Having got rid of the old Judeo-Christian taboos, and considering the logical ramifications of the recent CSC decision, we are forced to conclude that "marriage" in California is now or about to be accessible to any cohabiting group of any number of people of the same or both sexes, regardless of sexual orientation or activity.

However, the transition into such an innovation should be undertaken very slowly and cautiously because of  the legal ramifications, such as tax status, inheritance, liability, and dissolution of union, that will engender a labyrinth of complications.  Any hasty and poorly thought out legislation would result in decades of litigation and statute revision.  In many cases, laws concerning married couples will not serve as a valid model because of their emphasis on provision for children.  Moreover, if domestic partnership status confers any substantial legal or economic advantages, then it can confidently be predicted that, within a few decades, virtually everyone will be a member of such a union.  This could result in devastating changes in, for example, our tax structure.

But let us look on the bright side.

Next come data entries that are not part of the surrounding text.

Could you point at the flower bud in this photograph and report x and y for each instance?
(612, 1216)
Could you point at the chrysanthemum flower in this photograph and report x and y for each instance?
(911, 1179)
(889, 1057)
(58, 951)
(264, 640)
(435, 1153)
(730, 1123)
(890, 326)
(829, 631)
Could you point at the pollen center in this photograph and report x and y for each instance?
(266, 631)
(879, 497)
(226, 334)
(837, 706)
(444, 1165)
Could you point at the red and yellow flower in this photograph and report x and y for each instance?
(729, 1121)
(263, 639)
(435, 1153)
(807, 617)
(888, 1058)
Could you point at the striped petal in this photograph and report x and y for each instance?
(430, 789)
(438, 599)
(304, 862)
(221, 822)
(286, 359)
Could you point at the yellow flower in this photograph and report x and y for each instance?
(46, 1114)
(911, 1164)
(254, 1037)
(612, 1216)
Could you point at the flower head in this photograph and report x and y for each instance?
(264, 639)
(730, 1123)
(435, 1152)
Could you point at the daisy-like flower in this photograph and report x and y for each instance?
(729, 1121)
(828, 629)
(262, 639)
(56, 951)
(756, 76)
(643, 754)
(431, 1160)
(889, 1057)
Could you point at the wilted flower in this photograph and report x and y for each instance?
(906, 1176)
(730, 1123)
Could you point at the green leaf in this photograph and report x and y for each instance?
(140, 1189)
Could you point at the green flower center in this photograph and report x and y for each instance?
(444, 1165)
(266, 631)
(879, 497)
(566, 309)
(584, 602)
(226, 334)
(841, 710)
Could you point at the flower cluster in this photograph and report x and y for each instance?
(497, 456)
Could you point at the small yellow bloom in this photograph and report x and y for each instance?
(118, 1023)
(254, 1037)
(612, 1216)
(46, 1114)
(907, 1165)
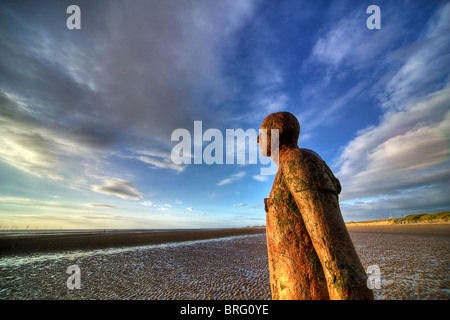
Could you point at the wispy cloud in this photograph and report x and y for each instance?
(260, 178)
(233, 178)
(407, 152)
(101, 205)
(119, 188)
(240, 205)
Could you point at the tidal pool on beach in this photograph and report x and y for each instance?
(413, 265)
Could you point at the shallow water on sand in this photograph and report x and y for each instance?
(413, 266)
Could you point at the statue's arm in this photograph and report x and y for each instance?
(319, 209)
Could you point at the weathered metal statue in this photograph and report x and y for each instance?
(311, 255)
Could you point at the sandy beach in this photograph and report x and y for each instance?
(209, 264)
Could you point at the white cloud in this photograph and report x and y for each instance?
(231, 179)
(119, 188)
(148, 204)
(260, 178)
(240, 205)
(406, 156)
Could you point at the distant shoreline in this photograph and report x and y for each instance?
(422, 218)
(23, 244)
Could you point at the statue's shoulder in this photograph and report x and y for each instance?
(307, 166)
(301, 157)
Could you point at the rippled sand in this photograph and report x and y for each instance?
(413, 264)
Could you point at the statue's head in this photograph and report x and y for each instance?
(288, 131)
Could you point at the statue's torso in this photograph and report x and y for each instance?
(295, 269)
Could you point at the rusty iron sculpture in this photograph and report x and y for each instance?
(311, 254)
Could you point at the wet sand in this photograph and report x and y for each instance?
(414, 264)
(51, 242)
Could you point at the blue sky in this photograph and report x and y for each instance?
(86, 116)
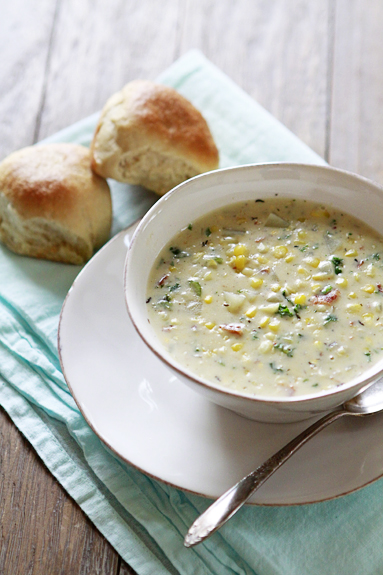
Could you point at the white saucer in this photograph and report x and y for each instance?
(156, 423)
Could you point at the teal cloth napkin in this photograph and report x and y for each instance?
(143, 519)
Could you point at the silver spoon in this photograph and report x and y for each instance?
(369, 400)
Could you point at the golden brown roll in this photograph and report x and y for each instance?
(149, 134)
(52, 205)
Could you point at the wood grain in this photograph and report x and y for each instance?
(356, 134)
(98, 47)
(276, 51)
(24, 46)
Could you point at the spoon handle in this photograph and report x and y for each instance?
(228, 504)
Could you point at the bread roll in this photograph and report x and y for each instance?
(150, 135)
(52, 205)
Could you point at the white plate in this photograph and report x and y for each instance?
(156, 423)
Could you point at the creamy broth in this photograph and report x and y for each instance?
(272, 297)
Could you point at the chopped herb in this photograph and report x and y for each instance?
(196, 287)
(165, 302)
(274, 368)
(338, 264)
(178, 253)
(283, 310)
(284, 349)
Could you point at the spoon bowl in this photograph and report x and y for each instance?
(367, 402)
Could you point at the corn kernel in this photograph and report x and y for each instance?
(256, 282)
(262, 260)
(247, 272)
(240, 262)
(274, 325)
(212, 264)
(313, 262)
(280, 251)
(370, 271)
(354, 307)
(264, 321)
(320, 213)
(251, 312)
(240, 250)
(300, 299)
(265, 346)
(237, 346)
(341, 282)
(341, 350)
(270, 308)
(269, 335)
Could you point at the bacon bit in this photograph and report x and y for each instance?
(163, 279)
(326, 299)
(236, 328)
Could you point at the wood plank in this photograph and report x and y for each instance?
(356, 137)
(97, 48)
(24, 45)
(276, 51)
(42, 529)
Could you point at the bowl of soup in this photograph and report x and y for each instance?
(261, 287)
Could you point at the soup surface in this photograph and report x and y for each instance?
(274, 297)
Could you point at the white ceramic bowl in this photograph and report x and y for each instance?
(203, 194)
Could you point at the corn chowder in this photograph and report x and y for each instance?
(272, 297)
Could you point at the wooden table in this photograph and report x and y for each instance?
(317, 66)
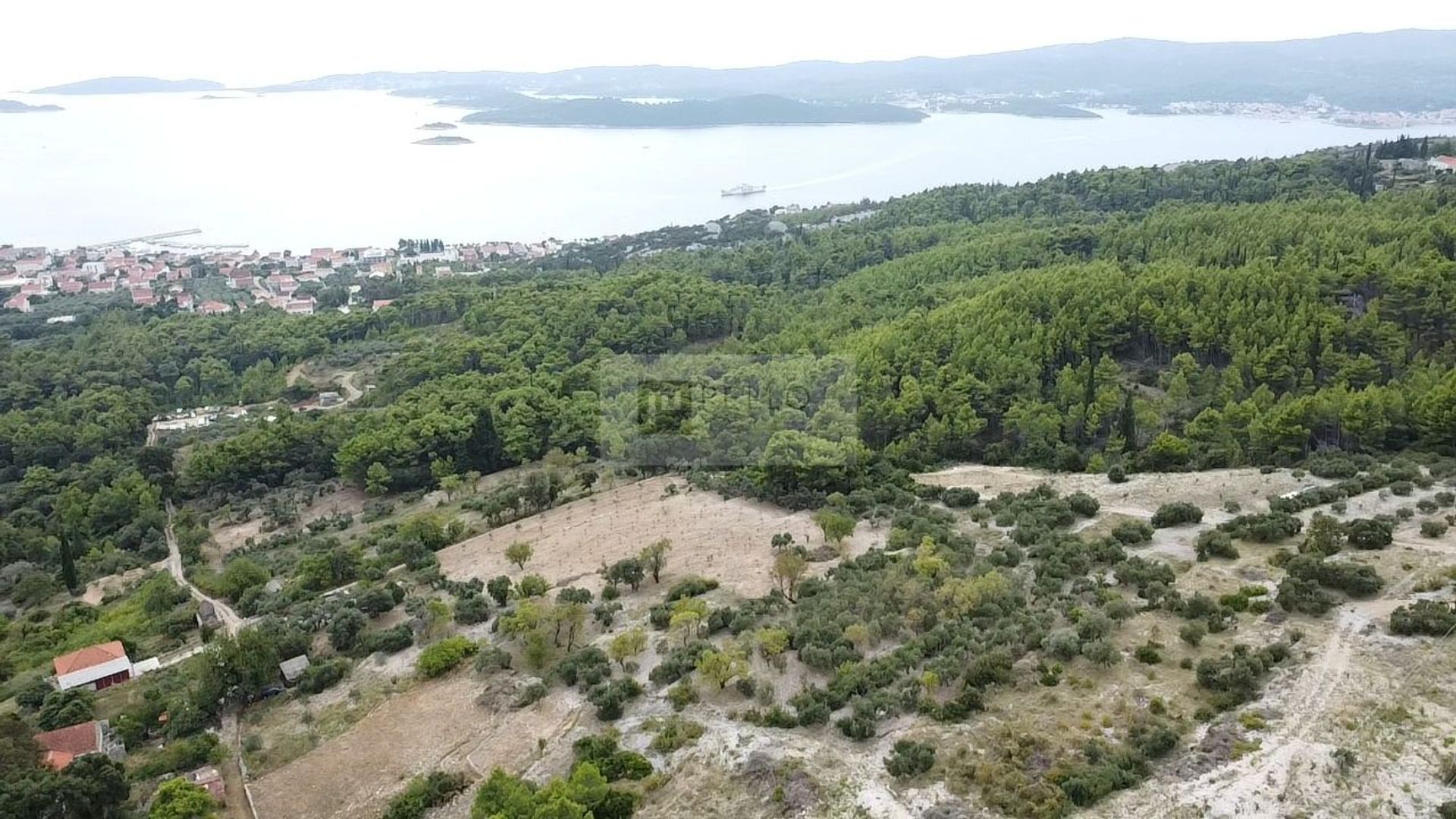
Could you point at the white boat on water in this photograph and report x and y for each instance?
(745, 190)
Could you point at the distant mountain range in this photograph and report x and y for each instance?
(12, 107)
(1402, 71)
(130, 85)
(753, 110)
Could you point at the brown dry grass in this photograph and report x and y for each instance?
(433, 726)
(726, 539)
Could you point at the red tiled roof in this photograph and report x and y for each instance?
(89, 656)
(67, 744)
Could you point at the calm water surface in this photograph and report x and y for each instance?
(338, 168)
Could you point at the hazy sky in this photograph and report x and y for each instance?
(262, 41)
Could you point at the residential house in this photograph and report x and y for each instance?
(293, 668)
(210, 780)
(300, 306)
(64, 745)
(93, 667)
(207, 615)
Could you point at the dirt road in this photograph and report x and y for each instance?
(231, 621)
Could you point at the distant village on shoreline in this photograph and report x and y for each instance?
(223, 280)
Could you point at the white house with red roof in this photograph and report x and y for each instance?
(300, 306)
(61, 746)
(93, 667)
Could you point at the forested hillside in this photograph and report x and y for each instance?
(1274, 314)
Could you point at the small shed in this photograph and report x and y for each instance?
(212, 780)
(207, 615)
(293, 668)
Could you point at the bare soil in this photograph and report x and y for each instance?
(431, 726)
(712, 537)
(231, 537)
(1350, 686)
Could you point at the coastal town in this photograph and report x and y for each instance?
(220, 280)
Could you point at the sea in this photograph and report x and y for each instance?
(308, 169)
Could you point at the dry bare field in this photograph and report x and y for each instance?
(1348, 686)
(724, 539)
(431, 726)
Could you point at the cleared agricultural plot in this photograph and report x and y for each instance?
(431, 726)
(1348, 686)
(712, 537)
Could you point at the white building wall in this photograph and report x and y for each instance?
(91, 675)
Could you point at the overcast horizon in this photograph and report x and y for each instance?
(277, 41)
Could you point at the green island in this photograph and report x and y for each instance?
(14, 107)
(606, 112)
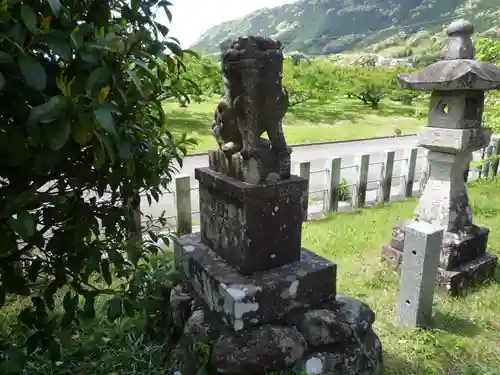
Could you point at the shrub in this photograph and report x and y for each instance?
(83, 134)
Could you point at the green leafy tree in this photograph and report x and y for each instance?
(83, 134)
(309, 80)
(201, 79)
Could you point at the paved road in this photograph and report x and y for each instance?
(318, 155)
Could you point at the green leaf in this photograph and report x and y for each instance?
(115, 308)
(23, 224)
(60, 47)
(5, 58)
(34, 269)
(97, 79)
(175, 48)
(99, 154)
(54, 349)
(28, 16)
(55, 6)
(3, 296)
(49, 111)
(48, 294)
(137, 82)
(33, 73)
(104, 116)
(89, 307)
(33, 342)
(60, 135)
(106, 273)
(70, 302)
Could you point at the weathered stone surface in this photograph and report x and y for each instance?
(456, 249)
(255, 351)
(245, 301)
(454, 140)
(180, 303)
(269, 167)
(452, 282)
(254, 102)
(455, 281)
(253, 227)
(418, 274)
(335, 320)
(362, 359)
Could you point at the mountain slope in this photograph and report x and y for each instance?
(333, 26)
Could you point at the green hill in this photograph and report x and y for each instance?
(387, 27)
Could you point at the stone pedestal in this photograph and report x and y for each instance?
(454, 131)
(253, 227)
(257, 298)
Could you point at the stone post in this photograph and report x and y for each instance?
(457, 85)
(256, 292)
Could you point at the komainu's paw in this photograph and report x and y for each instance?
(230, 147)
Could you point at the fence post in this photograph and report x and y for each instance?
(183, 204)
(486, 163)
(467, 172)
(363, 163)
(334, 191)
(496, 153)
(425, 173)
(386, 178)
(408, 173)
(479, 169)
(305, 172)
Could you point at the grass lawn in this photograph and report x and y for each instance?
(312, 121)
(465, 336)
(463, 340)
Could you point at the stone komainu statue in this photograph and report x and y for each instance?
(254, 102)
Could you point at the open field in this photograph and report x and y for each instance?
(465, 336)
(338, 119)
(463, 340)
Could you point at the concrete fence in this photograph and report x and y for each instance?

The CSC decision could lead to the restoration of clans or tribes -- a concept that has often had a strong stabilizing effect on society. Eventually, whole communities or cities might be joined in matrimony. Ultimately the whole population of California might become one big happy family, filing a single enormous tax return and referring to the governor (by then hereditary) as "big daddy" or big mama". And in such an intimate family-state, there would be no need for a supreme court.